Garner enlisted in the California Army National Guard, serving his first 7 months in California. He was deployed to Korea during the Korean War, and spent 14 months as a rifleman in the 5th Regimental Combat Team, then part of the 24th Infantry Division. He was wounded twice: in the face and hand by fragmentation from a mortar round, and in the buttocks by friendly fire from U.S. fighter jets as he dove into a foxhole. Garner would later joke that "there was a lot of room involving my rear end. How could they miss?"

Garner received the Purple Heart in Korea for his initial wounding. He also qualified for a second Purple Heart (for which he was eligible, since he was hit by friendly fire which "was released with the full intent of inflicting damage or destroying enemy troops or equipment"), but did not actually receive it until 1983, 32 years after the event. This was apparently the result of an error which was not rectified until Garner appeared on Good Morning America in November 1982, with presenter David Hartman making inquiries "after he learned of the case on his television show". At the ceremony where he received his second Purple Heart, Garner understated: "After 32 years, it's better to receive this now than posthumously". Reflecting on his military service, Garner recalled: "Do I have fond memories? I guess if you get together with some buddies it's fond. But it really wasn't. It was cold and hard. I was one of the lucky ones."

Earliest acting roles (1954–1957)

In 1954, Paul Gregory, a theatre and future film producer whom Garner met while attending Hollywood High School, persuaded Garner to take a nonspeaking role in the Broadway production of The Caine Mutiny Court-Martial, where he was able to study Henry Fonda night after night. After Garner's death in 2014, TCM host Robert Osborne said that Fonda's gentle, sincere persona rubbed off on Garner.

Garner subsequently moved to television commercials and eventually to television roles. In 1955, Garner was considered for the lead role in Cheyenne, which went to Clint Walker; Garner wound up playing an Army officer in the series pilot titled "Mountain Fortress".

In 1957, he had a supporting role in the TV anthology series episode on Conflict entitled "Man from 1997." The series' producer Roy Huggins noted in his Archive of American Television interview that he subsequently cast Garner as the lead in Maverick due to his comedic facial expressions while playing scenes in "Man from 1997" that Huggins had not written to be comical. Garner changed his last name from Bumgarner to Garner after the studio credited him as "James Garner" without permission. He then changed it legally upon the birth of his child, when he decided she had too many names.

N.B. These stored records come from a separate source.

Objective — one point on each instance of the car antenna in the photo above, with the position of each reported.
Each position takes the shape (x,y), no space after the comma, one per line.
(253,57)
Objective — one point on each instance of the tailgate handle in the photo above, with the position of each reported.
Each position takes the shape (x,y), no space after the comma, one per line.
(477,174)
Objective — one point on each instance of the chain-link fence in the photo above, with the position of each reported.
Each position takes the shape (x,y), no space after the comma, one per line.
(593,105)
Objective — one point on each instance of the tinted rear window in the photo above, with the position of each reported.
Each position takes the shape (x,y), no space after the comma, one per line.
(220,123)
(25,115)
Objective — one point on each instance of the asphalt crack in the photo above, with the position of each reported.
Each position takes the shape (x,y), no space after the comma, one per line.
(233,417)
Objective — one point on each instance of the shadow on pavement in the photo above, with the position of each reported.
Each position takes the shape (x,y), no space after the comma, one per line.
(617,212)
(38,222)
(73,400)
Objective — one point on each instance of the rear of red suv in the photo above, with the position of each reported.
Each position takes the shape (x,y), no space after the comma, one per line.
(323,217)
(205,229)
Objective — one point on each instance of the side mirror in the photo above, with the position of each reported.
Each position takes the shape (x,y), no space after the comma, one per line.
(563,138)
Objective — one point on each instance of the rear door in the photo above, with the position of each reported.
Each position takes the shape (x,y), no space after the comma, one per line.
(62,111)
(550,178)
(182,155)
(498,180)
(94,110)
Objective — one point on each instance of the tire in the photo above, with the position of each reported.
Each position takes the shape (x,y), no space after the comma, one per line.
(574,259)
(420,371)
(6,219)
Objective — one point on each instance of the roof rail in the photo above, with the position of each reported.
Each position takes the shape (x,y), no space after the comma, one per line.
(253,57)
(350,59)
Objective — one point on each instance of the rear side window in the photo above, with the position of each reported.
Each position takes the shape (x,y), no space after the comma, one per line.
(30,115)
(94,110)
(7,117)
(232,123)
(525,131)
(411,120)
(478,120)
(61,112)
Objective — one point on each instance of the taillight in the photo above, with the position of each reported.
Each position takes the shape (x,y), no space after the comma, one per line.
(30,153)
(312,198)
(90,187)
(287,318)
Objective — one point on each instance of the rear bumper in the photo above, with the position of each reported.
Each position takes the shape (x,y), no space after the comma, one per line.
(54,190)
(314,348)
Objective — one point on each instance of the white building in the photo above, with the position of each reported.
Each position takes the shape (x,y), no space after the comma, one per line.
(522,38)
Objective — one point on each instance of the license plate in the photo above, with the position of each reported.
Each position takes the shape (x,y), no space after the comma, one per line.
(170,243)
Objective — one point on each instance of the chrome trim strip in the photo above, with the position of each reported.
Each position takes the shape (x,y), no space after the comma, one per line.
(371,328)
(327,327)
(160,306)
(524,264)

After several feature film roles, including Sayonara (1957) with Marlon Brando, Garner got his big break playing the role of professional gambler Bret Maverick in the Western series Maverick from 1957 to 1960. In 1959, he was nominated for the Primetime Emmy Award for Outstanding Lead Actor in a Drama Series for his performance.

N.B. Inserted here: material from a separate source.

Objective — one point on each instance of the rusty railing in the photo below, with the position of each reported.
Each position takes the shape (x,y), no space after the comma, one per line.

Only Garner and Roy Huggins thought Maverick could compete with The Ed Sullivan Show and The Steve Allen Show in the ratings but for two years beat both of them. The show made Garner a household name.

Garner was the lone star of Maverick for the first seven episodes but production demands forced Warner Bros. to create a brother, played by Jack Kelly. This allowed two production units to film different story lines and episodes simultaneously, necessary because each episode took an extra day to complete, meaning that eventually the studio would run out of finished episodes partway through the season unless another actor was added.

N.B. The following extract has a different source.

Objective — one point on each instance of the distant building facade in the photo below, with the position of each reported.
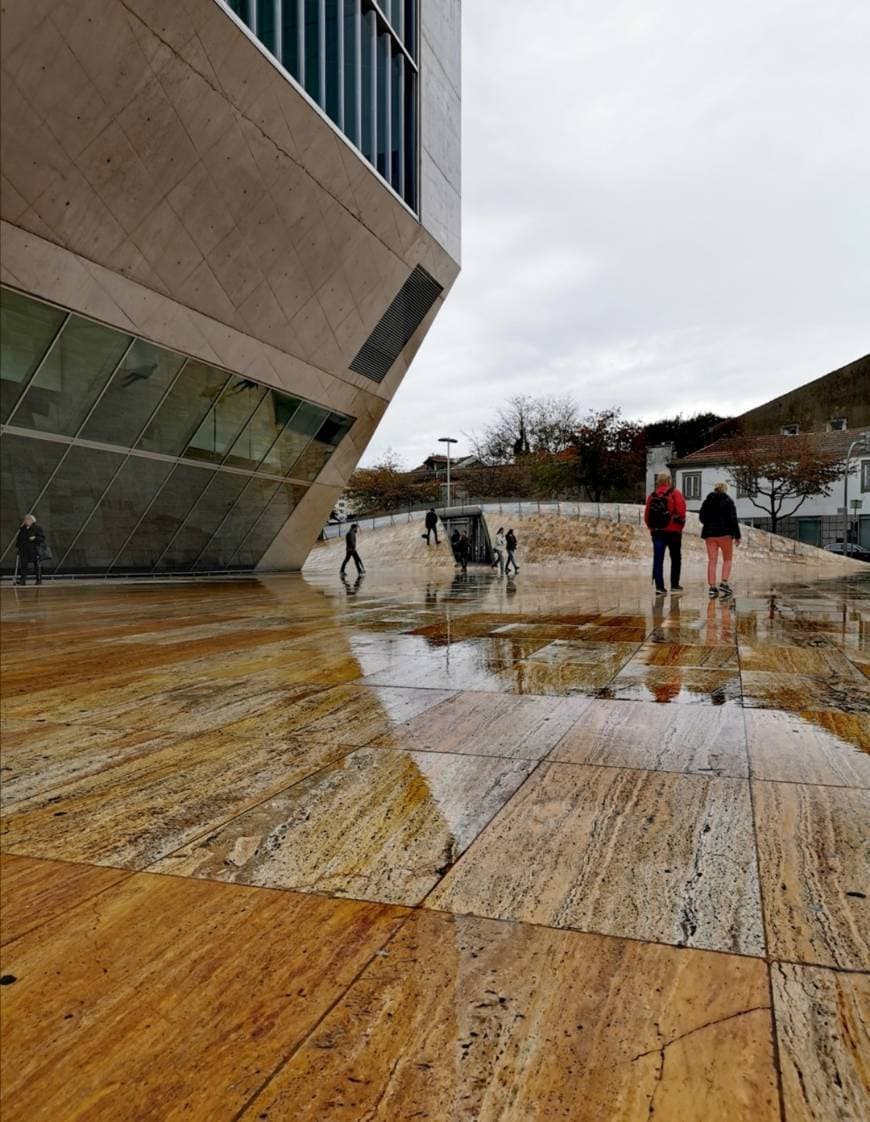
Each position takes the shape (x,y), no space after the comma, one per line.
(226,230)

Critics were positive about the chemistry with Kelly and Garner. The series occasionally featured popular cross-over episodes starring both Maverick brothers as well as brief appearances by Kelly in Garner episodes. This included "Shady Deal at Sunny Acres," upon which the first half of The Sting appears to be based, according to Roy Huggins' Archive of American Television interview. Garner quit after the third season due to a dispute with Warner Bros. but was in a fourth-season Maverick that had been held back to run as that season's first episode if Garner lost his lawsuit. Garner won, left the series, and the episode ran in midseason.